Coup d'État du 18 brumaire
Le coup d'État est fomenté dans la demeure de Joséphine de Beauharnais , rue Chantereine , à peu près à l'emplacement entre l'actuelle Rue de La Victoire et La Rue de Châteaudun.
Le schéma du coup d'État prevoît les opérations suivantes: Bonaparte aura le commandement en chef de l'armée pour le maintien de l'ordre dans Paris et dans les assemblées. On envisage de déplacer les assemblées à Saint-Cloud sous le prétexte d'un péril jacobin. En effet, depuis 1789, les assemblées se trouvent toujours sous la menace de la population parisienne. En déplaçant les assemblées, on s'assure que la population parisienne ne pourra pas intervenir. Paris est fermé et sous le contrôle de la police, toute entrée ou sortie est interdite.
L'essentiel des événements se déroule le 19 brumaire à Saint-Cloud. Les révisionnistes avaient envisagé une démission collective des cinq directeurs mais les assemblées ont du retard car cette idée ne fait pas l'unanimité; notamment deux jacobins refusent de démissionner. Bonaparte s'impatiente et décide d'intervenir.
Il tient un discours maladroit devant le Conseil des Cinq-Cents qui est très mal perçu par les députés qui l'accusent de vouloir instaurer la dictature. Bonaparte est contraint de quitter l'assemblée. Mais la situation est rapidement prise en main par Bonaparte et son frère Lucien qui préside les cinq-cents. Lucien évite que Napoléon soit mis en cause par les députés. C'est lui qui va, en rejoignant son frère, inciter la troupe à mettre de l'ordre dans les assemblées. C'est également ici que l'on retrouve l'origine du mythe du poignard, disant que certains députés voulaient poignarder Bonaparte pour justifier une intervention de l'armée.
Les images des députés sortant par les fenêtres et voulant poignarder Napoléon sont très répandues. Bonaparte est de fait l'homme fort de la situation, qui fait basculer un coup d'État parlementaire en un coup d'État militaire.

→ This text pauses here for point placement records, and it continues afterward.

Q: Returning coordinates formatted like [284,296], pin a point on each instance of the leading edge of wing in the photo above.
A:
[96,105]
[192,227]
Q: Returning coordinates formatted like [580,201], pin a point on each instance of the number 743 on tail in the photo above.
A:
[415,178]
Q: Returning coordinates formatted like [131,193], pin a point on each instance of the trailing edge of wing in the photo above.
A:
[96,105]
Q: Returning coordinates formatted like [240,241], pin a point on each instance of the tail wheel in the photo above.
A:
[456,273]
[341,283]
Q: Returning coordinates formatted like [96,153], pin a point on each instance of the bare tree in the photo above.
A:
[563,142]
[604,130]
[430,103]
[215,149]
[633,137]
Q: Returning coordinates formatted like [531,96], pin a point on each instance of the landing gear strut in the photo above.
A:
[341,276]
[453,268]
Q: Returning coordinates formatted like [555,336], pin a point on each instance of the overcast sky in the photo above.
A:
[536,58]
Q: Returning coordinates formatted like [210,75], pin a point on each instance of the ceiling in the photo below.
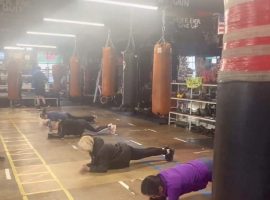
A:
[19,16]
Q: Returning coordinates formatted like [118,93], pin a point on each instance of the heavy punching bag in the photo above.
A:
[75,77]
[161,86]
[130,79]
[87,81]
[109,72]
[14,79]
[242,141]
[58,73]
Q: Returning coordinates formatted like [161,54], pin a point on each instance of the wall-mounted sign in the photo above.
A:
[181,3]
[188,23]
[13,6]
[194,82]
[49,58]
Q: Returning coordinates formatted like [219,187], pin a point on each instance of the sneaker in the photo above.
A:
[110,125]
[113,129]
[169,155]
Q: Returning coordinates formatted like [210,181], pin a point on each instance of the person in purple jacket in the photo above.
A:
[178,180]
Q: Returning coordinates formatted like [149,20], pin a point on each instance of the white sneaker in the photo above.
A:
[113,129]
[110,125]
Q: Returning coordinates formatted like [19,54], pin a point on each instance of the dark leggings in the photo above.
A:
[137,154]
[93,129]
[86,118]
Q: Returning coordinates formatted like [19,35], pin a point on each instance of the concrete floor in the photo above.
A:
[44,169]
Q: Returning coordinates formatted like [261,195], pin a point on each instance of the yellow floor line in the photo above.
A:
[36,173]
[9,141]
[19,149]
[44,191]
[14,171]
[41,181]
[16,145]
[6,138]
[17,160]
[31,166]
[19,154]
[43,161]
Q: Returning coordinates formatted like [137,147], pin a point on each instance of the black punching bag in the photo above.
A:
[242,141]
[130,79]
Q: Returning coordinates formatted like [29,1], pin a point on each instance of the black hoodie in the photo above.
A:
[109,156]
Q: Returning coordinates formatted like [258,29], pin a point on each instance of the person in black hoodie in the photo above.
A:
[116,156]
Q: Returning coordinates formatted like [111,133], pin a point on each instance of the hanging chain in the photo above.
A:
[163,25]
[163,29]
[131,41]
[75,46]
[109,42]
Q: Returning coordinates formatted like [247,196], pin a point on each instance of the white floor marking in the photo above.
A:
[8,176]
[180,140]
[25,159]
[199,152]
[11,141]
[131,124]
[125,186]
[136,142]
[152,130]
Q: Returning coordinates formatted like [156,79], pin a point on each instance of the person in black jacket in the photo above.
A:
[78,126]
[116,156]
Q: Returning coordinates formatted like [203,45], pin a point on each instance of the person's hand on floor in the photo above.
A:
[84,169]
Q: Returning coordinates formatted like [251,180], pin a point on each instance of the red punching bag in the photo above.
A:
[108,72]
[75,77]
[14,79]
[162,70]
[87,80]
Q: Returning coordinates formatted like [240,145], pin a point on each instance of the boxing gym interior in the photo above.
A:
[188,77]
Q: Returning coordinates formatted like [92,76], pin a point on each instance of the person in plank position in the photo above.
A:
[116,156]
[78,127]
[181,179]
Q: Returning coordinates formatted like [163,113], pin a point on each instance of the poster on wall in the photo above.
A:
[49,58]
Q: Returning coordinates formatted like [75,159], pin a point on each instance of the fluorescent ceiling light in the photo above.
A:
[73,22]
[13,48]
[120,3]
[51,34]
[37,46]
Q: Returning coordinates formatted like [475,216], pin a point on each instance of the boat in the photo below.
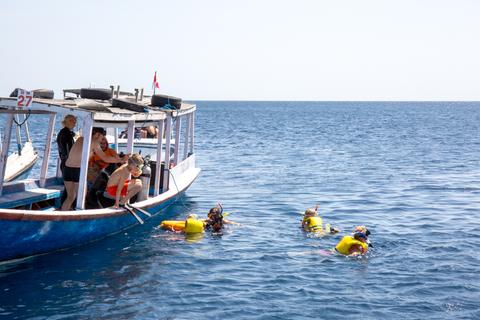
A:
[29,218]
[20,162]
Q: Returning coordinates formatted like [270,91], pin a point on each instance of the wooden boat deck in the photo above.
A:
[30,196]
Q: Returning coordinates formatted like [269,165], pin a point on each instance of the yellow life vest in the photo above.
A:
[193,226]
[347,242]
[313,224]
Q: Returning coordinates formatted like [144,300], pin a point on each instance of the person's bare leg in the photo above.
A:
[71,189]
[134,187]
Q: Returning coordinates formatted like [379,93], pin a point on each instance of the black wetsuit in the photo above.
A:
[65,143]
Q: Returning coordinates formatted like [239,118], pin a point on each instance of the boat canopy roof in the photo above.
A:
[101,111]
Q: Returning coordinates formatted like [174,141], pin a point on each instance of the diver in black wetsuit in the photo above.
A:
[65,139]
[215,221]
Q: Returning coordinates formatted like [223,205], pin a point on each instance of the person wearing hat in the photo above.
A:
[71,173]
[312,222]
[355,244]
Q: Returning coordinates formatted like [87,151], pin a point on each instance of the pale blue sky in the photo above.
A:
[247,50]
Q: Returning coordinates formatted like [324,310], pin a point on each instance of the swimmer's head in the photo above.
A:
[362,229]
[360,236]
[214,212]
[310,212]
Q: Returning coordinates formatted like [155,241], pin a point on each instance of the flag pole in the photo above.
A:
[154,82]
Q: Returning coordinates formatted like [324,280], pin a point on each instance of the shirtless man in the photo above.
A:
[72,166]
[119,186]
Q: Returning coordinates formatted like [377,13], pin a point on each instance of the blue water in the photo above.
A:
[409,171]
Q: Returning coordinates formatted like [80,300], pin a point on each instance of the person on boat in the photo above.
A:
[65,139]
[96,164]
[71,176]
[119,186]
[355,244]
[312,222]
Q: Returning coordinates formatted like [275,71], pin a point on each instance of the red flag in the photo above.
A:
[155,83]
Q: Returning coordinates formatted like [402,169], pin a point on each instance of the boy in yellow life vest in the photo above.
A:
[312,222]
[355,244]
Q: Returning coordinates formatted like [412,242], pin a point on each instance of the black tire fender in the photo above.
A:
[129,105]
[96,93]
[43,93]
[161,100]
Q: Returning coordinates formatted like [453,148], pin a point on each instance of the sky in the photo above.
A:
[318,50]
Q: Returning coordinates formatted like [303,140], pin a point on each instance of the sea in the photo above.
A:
[409,171]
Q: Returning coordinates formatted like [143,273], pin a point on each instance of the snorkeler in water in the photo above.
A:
[312,222]
[355,244]
[215,222]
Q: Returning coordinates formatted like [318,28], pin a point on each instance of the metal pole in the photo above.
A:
[168,132]
[27,131]
[116,139]
[158,168]
[48,147]
[177,139]
[192,139]
[19,136]
[5,146]
[187,136]
[87,141]
[130,136]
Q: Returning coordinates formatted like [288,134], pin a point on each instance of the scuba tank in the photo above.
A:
[145,178]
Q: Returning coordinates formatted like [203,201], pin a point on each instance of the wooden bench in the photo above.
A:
[22,198]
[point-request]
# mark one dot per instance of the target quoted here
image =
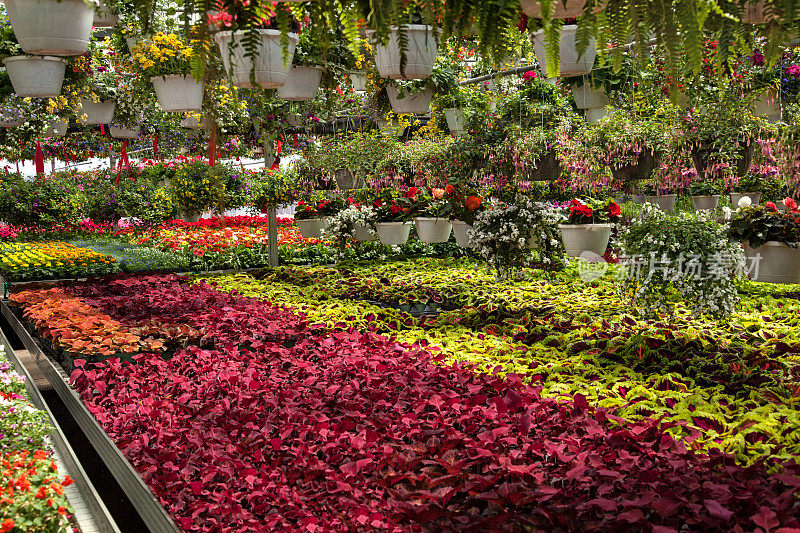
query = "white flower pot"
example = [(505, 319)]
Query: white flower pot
[(433, 230), (103, 17), (665, 202), (301, 85), (705, 203), (579, 239), (778, 264), (311, 228), (588, 98), (271, 67), (393, 233), (415, 103), (118, 132), (51, 27), (97, 112), (755, 198), (36, 76), (558, 9), (593, 116), (178, 93), (461, 230), (363, 233), (570, 64), (456, 120), (420, 53)]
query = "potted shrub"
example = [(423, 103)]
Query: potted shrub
[(268, 65), (433, 218), (771, 239), (588, 227), (165, 59), (51, 27)]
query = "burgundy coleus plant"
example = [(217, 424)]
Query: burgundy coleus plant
[(352, 432)]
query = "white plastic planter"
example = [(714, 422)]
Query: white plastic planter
[(301, 85), (38, 76), (311, 228), (118, 132), (433, 230), (51, 27), (579, 239), (393, 233), (461, 230), (755, 198), (97, 112), (271, 67), (665, 202), (456, 120), (559, 10), (705, 203), (420, 53), (178, 93), (415, 103), (569, 64), (103, 17), (779, 263), (588, 98), (363, 234)]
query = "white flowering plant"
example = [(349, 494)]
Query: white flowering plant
[(680, 258), (506, 236)]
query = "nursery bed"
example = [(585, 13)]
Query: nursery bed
[(146, 504)]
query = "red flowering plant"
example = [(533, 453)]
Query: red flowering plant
[(591, 211)]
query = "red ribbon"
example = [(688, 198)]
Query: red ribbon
[(38, 158)]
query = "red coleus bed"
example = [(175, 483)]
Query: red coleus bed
[(357, 432)]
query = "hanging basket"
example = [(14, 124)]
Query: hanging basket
[(38, 76), (97, 112), (271, 67), (103, 17), (178, 93), (414, 103), (570, 64), (51, 27), (301, 85), (119, 132), (421, 51)]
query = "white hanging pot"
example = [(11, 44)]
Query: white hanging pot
[(119, 132), (103, 17), (778, 263), (461, 230), (301, 85), (559, 9), (593, 116), (311, 228), (421, 51), (39, 76), (456, 120), (51, 27), (569, 62), (580, 239), (56, 128), (433, 230), (271, 67), (97, 112), (705, 202), (393, 233), (178, 93), (415, 103), (588, 98)]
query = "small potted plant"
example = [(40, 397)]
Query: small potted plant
[(771, 240), (433, 217), (588, 227)]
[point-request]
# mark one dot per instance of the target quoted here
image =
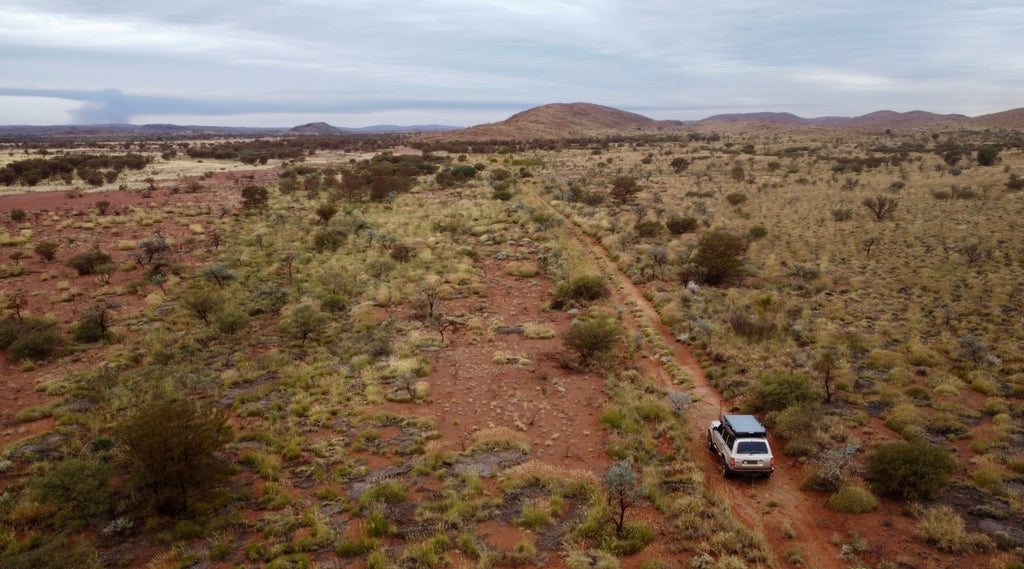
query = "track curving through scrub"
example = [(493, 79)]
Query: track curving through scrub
[(785, 517)]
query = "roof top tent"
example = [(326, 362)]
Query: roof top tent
[(744, 425)]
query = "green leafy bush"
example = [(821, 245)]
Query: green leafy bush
[(592, 337), (943, 528), (586, 288), (88, 262), (31, 339), (909, 470), (779, 391), (720, 256), (169, 448), (46, 250), (648, 228), (678, 224)]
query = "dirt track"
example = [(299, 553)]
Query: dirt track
[(766, 507)]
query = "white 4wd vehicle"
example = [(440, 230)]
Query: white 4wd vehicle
[(741, 444)]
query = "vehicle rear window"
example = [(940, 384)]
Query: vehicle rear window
[(752, 447)]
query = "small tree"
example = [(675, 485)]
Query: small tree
[(881, 206), (827, 364), (591, 338), (46, 250), (150, 249), (988, 155), (14, 301), (303, 321), (868, 244), (624, 189), (202, 302), (169, 449), (720, 255), (94, 323), (254, 198), (326, 211), (624, 491)]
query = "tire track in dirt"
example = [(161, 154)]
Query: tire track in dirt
[(775, 509)]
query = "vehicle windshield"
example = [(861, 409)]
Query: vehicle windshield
[(752, 447)]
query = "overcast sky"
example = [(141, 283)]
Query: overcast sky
[(460, 62)]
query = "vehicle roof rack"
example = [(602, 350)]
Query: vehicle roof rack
[(744, 425)]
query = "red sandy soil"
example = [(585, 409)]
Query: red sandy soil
[(557, 411)]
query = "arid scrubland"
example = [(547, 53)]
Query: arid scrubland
[(411, 360)]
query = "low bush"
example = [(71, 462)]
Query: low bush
[(592, 337), (46, 250), (943, 528), (853, 499), (648, 228), (678, 224), (89, 262), (586, 288), (751, 329), (909, 470), (779, 391), (30, 339)]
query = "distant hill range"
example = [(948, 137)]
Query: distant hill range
[(563, 121), (567, 120), (552, 122)]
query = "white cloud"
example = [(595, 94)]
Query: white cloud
[(656, 53)]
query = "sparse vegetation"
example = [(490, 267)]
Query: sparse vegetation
[(324, 334)]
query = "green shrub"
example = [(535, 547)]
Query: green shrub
[(648, 228), (37, 345), (678, 224), (88, 262), (328, 239), (736, 199), (720, 257), (391, 491), (634, 537), (79, 487), (229, 320), (592, 337), (586, 288), (534, 517), (853, 499), (46, 250), (169, 448), (908, 470), (355, 548), (943, 528), (780, 391)]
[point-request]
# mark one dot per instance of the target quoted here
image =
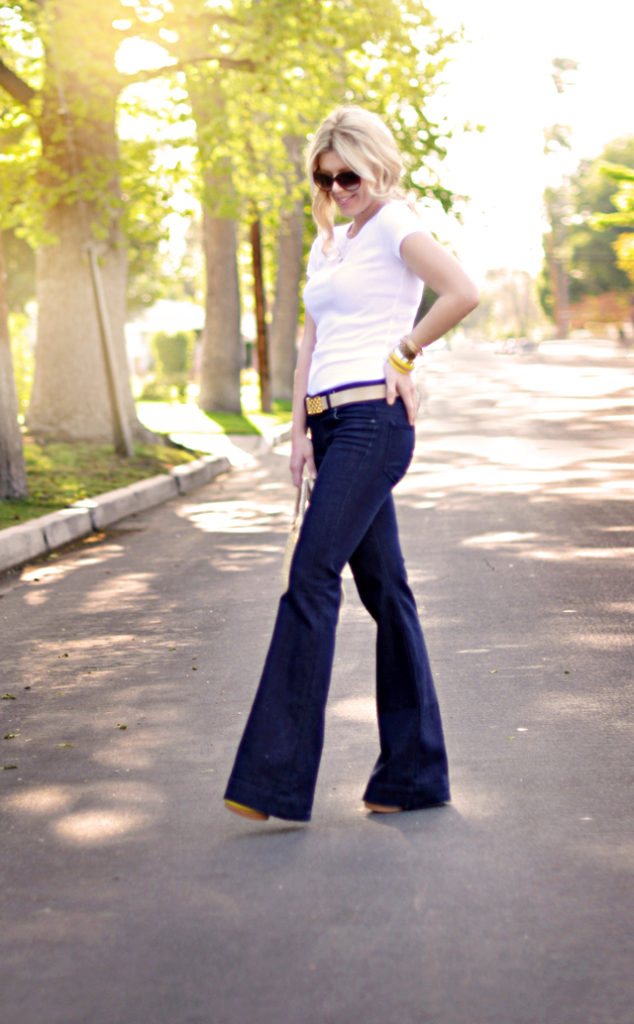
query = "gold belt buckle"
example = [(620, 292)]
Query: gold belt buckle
[(314, 406)]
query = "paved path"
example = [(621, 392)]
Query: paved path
[(130, 896)]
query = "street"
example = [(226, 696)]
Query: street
[(130, 895)]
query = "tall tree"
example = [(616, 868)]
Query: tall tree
[(72, 105), (12, 471), (587, 199)]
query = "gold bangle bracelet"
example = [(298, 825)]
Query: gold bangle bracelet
[(408, 348), (399, 365)]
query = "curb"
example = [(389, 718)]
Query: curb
[(39, 537)]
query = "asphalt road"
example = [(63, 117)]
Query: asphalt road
[(130, 896)]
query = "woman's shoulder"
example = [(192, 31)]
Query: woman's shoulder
[(399, 211), (397, 219)]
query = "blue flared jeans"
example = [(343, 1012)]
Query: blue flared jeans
[(362, 451)]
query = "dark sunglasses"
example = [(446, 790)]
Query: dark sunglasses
[(349, 180)]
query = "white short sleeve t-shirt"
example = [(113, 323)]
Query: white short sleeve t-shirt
[(363, 298)]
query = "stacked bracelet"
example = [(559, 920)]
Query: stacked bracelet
[(408, 348), (402, 358), (396, 360)]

Mais Bonaparte reste attaché aux formes juridiques et dans la soirée du 19 brumaire, les députés restent à Saint-Cloud pour voter la décision de nommer deux commissions pour préparer une nouvelle constitution. On constate alors une volonté d'appuyer le régime sur le vote des représentants du peuple.
Le 20 brumaire les trois consuls sont désignés: Bonaparte, Sieyès et Ducos.
Bonaparte déclara « Citoyens, la révolution est fixée aux principes qui l'ont commencée, elle est finie ». Le Consulat est mis en place, un régime autoritaire dirigé par trois consuls, dont seul le premier détient réellement le pouvoir : la France entame une nouvelle période de son histoire en s'apprêtant à confier son destin à un empereur.
Note : pour certains historiens, le Consulat est la dernière phase de la Révolution française. Pour d'autres, il forme, avec le Premier Empire, une nouvelle étape de l'histoire de France.
Bibliographie
- Jacques Olivier BOUDON, Histoire du Consulat et de l'Empire, Perrin, Paris, 2003.
- Jean-Paul BERTAUD, Bonaparte prend le pouvoir, Complexe, Bruxelles, 1987.
- Thierry LENTZ, Le 18 Brumaire, Picollec, Paris, 1997.